Do your sales-staff really know what they are selling?

30 October 2008 by Charles Howden

If you instinctively answered “yes” to this, take a moment to consider. Particularly, take a moment if your sales-staff tell you that they are constantly facing price competition and that they need to discount their prices to be successful.

Can your sellers list the component parts of your value proposition? When they do this, do they talk in terms of product features, or in terms of benefits that will be recognised as so, from the perspective of their customers.

Can they talk the language of your customer groupings? Do they know how your value proposition helps them address their own unique industry issues?

Can your sellers put a financial value, from the perspective of your buyers, on each component part of your offer. How much will each part of your offer save them / how much extra can each part create for them?

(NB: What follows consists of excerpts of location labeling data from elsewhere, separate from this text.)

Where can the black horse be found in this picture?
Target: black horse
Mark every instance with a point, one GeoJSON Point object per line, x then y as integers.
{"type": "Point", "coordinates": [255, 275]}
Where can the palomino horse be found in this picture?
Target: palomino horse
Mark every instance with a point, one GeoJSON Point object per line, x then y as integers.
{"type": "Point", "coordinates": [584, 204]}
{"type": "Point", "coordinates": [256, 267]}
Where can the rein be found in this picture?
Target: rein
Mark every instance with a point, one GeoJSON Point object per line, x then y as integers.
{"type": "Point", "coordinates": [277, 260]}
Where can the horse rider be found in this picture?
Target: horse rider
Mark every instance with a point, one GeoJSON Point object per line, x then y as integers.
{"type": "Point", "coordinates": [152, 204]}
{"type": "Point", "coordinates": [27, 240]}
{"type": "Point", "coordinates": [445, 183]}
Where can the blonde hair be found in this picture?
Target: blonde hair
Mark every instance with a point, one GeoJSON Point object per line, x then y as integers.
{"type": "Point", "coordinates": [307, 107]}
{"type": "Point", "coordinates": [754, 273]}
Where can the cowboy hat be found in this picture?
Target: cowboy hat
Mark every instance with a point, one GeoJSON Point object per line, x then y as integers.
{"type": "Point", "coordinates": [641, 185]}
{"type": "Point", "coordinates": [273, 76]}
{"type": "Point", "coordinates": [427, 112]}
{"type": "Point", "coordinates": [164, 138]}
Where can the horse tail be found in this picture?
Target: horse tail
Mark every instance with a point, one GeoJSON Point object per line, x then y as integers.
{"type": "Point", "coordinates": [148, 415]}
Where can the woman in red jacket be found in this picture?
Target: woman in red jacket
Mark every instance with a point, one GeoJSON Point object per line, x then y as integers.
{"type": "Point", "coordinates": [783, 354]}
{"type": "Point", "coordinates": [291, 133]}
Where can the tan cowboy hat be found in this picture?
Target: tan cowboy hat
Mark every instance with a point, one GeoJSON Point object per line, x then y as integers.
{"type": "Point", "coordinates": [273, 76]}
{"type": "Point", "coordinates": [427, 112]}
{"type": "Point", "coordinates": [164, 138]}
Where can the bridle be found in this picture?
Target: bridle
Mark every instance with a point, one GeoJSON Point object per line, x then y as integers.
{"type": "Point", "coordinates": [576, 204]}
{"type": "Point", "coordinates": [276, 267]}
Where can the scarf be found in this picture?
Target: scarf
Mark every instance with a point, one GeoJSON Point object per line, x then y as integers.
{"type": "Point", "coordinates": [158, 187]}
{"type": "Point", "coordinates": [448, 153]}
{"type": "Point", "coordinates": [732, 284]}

Do they know how your competitors’ offer compares with your own. In which areas your offer out performs your competition, and it which areas it does not.

Discussions about value propositions, and the application of them by your customer groupings, should be the stuff of sales meetings so that your sellers can share their knowledge, developed from their practical sales activity. Product designers can also learn how to improve your product or service, from these discussions which feedback technical detail from the interface with customers.

Facilitated workshops to help sales teams understand their value proposition, learning how to communicate them to real live customers, and how to clear buyers objections through unpacking value, will get your sellers to consider their sales game faster than any amount of formal sales training.

From this you can build understandings about how to establish credence, create empathy, discuss value, and propose customer-based solutions. When your sellers are engaging your customers at this level, you’ll find that price slips way down the list of criteria.

Top performing sellers take time to communicate their entire value proposition before they move on to talking about price. With a complex product and service offer, this process allows sellers to demonstrate their industry knowledge, build a climate of collaboration, and takes the discussion away from price and focuses it on value.